A Lethal Beacon for Migrating BirdsOmega communications tower in North Dakota. Photo credit Michael L. Avery.

On the morning of Sept. 11, 1948, “a good number of dead, dying and exhausted birds” were found at the base of the WBAL radio tower in Baltimore, in what was then viewed as a new and unusual phenomenon. Ever since communication towers began popping up in the United States in the 1940s and 50s, bird bodies have littered the fields below them, especially during migration season.

For the first time, researchers have now quantified this threat to birds in the United States and Canada. In a study published online in the journal PLoS One, they estimate that a whopping 6.8 million are claimed annually by tower collisions.

“Ninety-five percent of birds killed are going to be neo-tropical migrants, and many of them are birds of conservation concern,” said one of the study’s authors, Travis Longcore, the science director of the Urban Wildlands Group and an associate adjunct professor at UCLA's Institute of the Environment and Sustainability.

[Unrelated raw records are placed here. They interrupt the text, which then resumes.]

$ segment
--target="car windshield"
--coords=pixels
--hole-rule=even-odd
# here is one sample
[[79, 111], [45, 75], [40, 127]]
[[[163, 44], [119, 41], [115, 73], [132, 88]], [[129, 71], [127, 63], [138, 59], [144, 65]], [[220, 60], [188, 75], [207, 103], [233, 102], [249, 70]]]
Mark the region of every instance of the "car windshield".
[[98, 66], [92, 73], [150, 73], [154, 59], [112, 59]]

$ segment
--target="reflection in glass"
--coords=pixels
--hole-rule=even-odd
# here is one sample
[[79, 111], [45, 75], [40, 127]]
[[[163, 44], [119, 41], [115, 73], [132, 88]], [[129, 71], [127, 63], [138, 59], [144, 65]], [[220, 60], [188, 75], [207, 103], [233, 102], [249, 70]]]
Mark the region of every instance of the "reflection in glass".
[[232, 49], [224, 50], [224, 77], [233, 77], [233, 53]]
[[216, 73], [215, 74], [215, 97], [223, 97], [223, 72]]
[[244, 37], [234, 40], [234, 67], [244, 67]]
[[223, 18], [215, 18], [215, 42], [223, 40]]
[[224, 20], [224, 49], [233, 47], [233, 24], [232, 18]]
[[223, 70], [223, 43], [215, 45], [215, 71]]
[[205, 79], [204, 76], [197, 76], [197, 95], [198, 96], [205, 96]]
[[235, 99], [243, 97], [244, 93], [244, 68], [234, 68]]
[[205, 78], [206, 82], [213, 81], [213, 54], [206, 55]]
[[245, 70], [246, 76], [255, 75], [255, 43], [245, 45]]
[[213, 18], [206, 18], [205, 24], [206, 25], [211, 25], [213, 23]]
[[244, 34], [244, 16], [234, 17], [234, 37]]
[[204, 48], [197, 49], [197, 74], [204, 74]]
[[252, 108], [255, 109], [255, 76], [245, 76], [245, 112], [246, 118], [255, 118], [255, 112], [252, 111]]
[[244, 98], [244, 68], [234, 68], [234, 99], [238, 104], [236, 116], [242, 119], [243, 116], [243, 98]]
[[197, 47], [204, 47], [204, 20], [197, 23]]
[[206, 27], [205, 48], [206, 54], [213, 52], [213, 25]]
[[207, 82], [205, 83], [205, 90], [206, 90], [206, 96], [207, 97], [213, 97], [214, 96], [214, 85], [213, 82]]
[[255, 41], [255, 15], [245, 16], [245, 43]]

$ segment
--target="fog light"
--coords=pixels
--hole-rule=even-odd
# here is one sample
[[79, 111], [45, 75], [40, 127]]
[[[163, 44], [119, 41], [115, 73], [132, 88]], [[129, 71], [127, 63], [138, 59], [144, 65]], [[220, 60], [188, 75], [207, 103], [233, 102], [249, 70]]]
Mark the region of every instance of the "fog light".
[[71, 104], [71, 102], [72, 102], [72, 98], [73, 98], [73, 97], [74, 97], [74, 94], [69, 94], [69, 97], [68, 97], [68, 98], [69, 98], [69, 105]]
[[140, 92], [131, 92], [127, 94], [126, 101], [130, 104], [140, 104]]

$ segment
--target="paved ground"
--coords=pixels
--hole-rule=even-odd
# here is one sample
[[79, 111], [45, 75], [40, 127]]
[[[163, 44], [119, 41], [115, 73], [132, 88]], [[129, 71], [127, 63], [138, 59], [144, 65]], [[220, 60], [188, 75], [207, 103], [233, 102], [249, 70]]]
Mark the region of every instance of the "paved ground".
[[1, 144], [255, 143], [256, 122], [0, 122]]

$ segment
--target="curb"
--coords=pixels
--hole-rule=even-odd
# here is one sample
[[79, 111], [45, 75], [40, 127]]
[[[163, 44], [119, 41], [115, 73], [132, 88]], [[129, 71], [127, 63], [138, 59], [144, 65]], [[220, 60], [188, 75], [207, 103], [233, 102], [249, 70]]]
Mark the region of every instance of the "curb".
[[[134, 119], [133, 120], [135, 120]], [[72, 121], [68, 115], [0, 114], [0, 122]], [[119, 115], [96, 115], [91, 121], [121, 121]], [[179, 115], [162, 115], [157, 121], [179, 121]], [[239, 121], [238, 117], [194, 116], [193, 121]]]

Neotropical migrants like thrushes and warblers breed in Canada and the United States and winter in places south of the latter’s border. Most of the migrants undertake nocturnal journeys, and that’s where the trouble starts. (Daytime bird window collisions, which occur when a bird does not perceive a glass barrier, is a separate problem and not taken into account in this study.)

Scientists are not sure why nocturnally migrating birds seem to have trouble navigating around bright light sources. Some researchers hypothesize that they need a certain wavelength of light to sense the earth’s magnetic field, which they use as a compass. Others think bad weather and low cloud cover obscures the stars and may encourage birds to approach artificial light sources. Still others wonder if birds that happen upon bright light sources become entranced by the stimuli and cannot break away from that zone of influence.